With New York Gov. Andrew Cuomo (D) beleaguered by allegations of sexual harassment and facing mounting calls for resignation following the release of a bombshell report by the New York State Attorney General’s Office, Lt. Gov. Kathy Hochul has once again taken a rare turn in the national spotlight as the first in line to succeed the embattled governor if he were to resign or be removed from office.
Hochul, a New York native and a long-time public official, would take over as the state’s 57th chief executive—the first woman to serve in that role—for the remaining year of Cuomo’s term if he were to leave office, as dictated by the New York State Constitution.
The 62-year-old has served as Cuomo’s second-in-command since 2015, during which time she’s chaired New York’s 10 Regional Economic Development Councils—a Cuomo initiative that’s funneled over $6.9 billion into more than 8,300 projects across the state over the past decade, supporting over 240,000 jobs—and the state’s Task Force on Heroin and Opioid Abuse.
Hochul also spearheaded Cuomo’s “Enough is Enough” initiative, a campaign to combat sexual assault on colleges campuses.
Hochul’s duties once the pandemic hit New York included acting as a local liaison across the state, meeting with officials in 62 counties and conducting local media interviews.

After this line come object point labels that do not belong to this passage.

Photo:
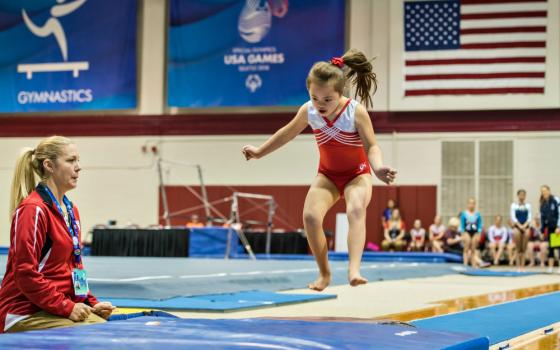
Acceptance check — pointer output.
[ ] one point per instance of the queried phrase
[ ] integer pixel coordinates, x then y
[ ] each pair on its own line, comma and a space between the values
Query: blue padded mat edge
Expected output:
503, 321
366, 257
221, 302
493, 273
161, 332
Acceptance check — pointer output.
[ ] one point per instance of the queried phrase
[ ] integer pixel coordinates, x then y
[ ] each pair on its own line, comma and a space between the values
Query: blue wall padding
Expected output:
221, 302
212, 241
500, 322
491, 273
168, 333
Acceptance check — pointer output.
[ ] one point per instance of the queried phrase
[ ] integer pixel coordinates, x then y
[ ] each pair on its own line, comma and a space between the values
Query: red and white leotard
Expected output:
341, 152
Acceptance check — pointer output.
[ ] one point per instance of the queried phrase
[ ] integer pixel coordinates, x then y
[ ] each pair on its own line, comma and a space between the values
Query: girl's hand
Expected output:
103, 309
385, 174
250, 152
80, 312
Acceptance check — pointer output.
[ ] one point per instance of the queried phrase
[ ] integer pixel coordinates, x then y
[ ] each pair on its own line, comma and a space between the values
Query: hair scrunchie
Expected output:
337, 61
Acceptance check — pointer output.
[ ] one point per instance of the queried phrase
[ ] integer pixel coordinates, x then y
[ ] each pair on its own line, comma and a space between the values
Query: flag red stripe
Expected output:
475, 76
541, 29
475, 61
476, 46
520, 14
488, 91
479, 2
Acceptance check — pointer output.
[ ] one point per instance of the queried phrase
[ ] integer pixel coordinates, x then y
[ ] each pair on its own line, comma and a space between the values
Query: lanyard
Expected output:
73, 228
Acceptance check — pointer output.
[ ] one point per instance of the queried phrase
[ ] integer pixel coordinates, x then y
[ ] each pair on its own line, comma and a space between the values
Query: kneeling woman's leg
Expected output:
44, 320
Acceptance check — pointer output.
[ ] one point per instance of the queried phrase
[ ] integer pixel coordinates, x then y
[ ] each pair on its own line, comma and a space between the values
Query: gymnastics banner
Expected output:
225, 53
61, 55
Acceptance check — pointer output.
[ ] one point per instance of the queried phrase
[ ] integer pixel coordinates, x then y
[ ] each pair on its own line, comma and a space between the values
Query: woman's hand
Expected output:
103, 309
250, 152
80, 312
385, 174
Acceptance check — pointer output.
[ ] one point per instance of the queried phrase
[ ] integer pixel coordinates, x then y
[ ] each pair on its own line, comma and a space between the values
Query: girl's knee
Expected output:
312, 220
355, 211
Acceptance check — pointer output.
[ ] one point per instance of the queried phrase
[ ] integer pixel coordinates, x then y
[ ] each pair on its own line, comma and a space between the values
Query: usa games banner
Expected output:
60, 55
249, 52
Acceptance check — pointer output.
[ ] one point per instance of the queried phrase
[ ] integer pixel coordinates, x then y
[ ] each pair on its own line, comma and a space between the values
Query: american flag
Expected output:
474, 47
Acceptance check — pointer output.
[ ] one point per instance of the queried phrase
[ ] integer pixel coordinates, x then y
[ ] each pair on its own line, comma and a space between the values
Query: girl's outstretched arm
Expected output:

Cuomo named Hochul as his choice for lieutenant governor while running for his second term in 2014, two years after she lost her bid for reelection to Congress, a seat she held for one term after becoming the first Democrat in 40 years to win the Republican-leaning 26th congressional district, but then lost following a redistricting.

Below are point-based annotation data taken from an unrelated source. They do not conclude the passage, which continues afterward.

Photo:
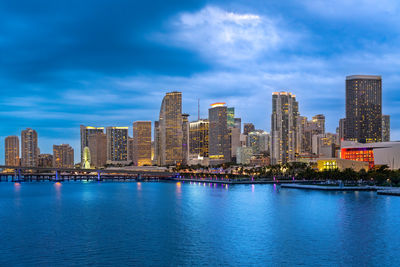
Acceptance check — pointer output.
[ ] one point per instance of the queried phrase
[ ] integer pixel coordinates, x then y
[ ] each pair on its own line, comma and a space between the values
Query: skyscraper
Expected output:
63, 156
117, 144
45, 160
170, 130
85, 132
386, 128
12, 151
238, 124
157, 144
198, 138
307, 129
29, 148
231, 117
142, 143
363, 108
258, 141
248, 127
97, 143
219, 147
285, 112
342, 126
185, 138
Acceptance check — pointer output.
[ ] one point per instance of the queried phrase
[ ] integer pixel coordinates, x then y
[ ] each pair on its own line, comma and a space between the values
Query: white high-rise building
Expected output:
285, 111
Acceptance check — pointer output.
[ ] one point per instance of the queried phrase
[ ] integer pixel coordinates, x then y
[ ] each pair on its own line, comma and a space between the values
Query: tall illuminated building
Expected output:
385, 128
219, 146
170, 130
12, 151
231, 117
157, 144
258, 141
86, 131
248, 127
306, 129
45, 160
117, 144
198, 138
29, 148
285, 112
97, 144
363, 108
130, 149
63, 156
238, 124
142, 143
185, 138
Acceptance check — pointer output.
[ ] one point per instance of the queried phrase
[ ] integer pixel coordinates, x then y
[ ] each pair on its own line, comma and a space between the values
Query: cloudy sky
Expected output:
109, 63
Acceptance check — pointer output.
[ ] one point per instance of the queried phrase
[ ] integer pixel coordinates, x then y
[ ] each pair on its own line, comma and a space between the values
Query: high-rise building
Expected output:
306, 130
258, 141
117, 144
130, 148
198, 138
12, 151
219, 146
238, 124
45, 160
157, 144
363, 108
63, 156
342, 123
285, 112
386, 128
29, 148
170, 130
142, 143
97, 143
231, 117
86, 131
248, 127
324, 145
185, 139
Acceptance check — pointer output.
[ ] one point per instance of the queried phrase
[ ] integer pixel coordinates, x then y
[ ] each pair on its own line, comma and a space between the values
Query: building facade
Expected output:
63, 156
185, 139
198, 138
219, 147
170, 130
97, 144
363, 108
285, 112
29, 148
45, 160
248, 127
117, 145
11, 147
86, 131
385, 128
142, 143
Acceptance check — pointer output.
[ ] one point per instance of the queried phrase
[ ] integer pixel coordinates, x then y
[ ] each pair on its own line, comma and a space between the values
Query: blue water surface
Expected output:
175, 224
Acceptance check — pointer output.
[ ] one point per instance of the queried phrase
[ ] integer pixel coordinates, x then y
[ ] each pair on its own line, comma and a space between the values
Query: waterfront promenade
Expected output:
381, 190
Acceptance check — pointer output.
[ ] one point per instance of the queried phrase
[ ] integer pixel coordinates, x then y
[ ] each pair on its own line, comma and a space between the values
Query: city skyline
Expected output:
106, 84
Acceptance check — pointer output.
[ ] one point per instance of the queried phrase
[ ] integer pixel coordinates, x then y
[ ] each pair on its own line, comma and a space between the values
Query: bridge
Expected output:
29, 174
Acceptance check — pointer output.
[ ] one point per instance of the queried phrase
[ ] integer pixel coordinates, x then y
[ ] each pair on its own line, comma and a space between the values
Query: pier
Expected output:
34, 174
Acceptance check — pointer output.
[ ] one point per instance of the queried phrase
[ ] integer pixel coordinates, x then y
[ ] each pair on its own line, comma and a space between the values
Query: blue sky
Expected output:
109, 63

Hochul, who had experience in local politics in Erie County, ran for Congress as a moderate “independent” Democrat and earned an endorsement from the National Rifle Association—making her a valuable asset to Cuomo in New York’s Republican-leaning counties.
The lieutenant governor’s office did not respond to a request for comment.
Allies of the lieutenant governor have labeled her capable of leading the state. “Kathy is absolutely ready,” Erie County Democratic Party Chairman Jeremy Zellner told the New York Post in February as calls for Cuomo’s resignation first picked up steam. “She’s been a bulldog from day one. She knows what needs to get done for the people of New York.”
Hochul once again took center stage after the New York State Attorney General Letitia James announced Tuesday her office had concluded a five-month investigation into sexual harassment allegations against Gov. Cuomo. The investigation, whose findings were summarized in a 165-page report, found Cuomo sexually harassed 11 different women, including current and former employees, and retaliated against at least one of the women who made her claims public. Cuomo harassed these women by “engaging in unwelcome and non-consensual touching and making numerous comments of a suggestive and sexual nature that created a hostile work environment for women,” James, a Democrat, announced at a Tuesday morning press conference. One of the investigators also said his team found some women “suffered through unwanted touching and grabbing of their most intimate body parts.” The New York attorney general said Cuomo’s actions were in violation of state federal law, and two of the state’s district attorney’s offices—Albany and Westchester—have already moved to launch inquiries into whether Cuomo’s conduct was criminal. However, Cuomo has continued to deny the more serious allegations against him, saying he “never touched anyone inappropriately or made inappropriate sexual advances.”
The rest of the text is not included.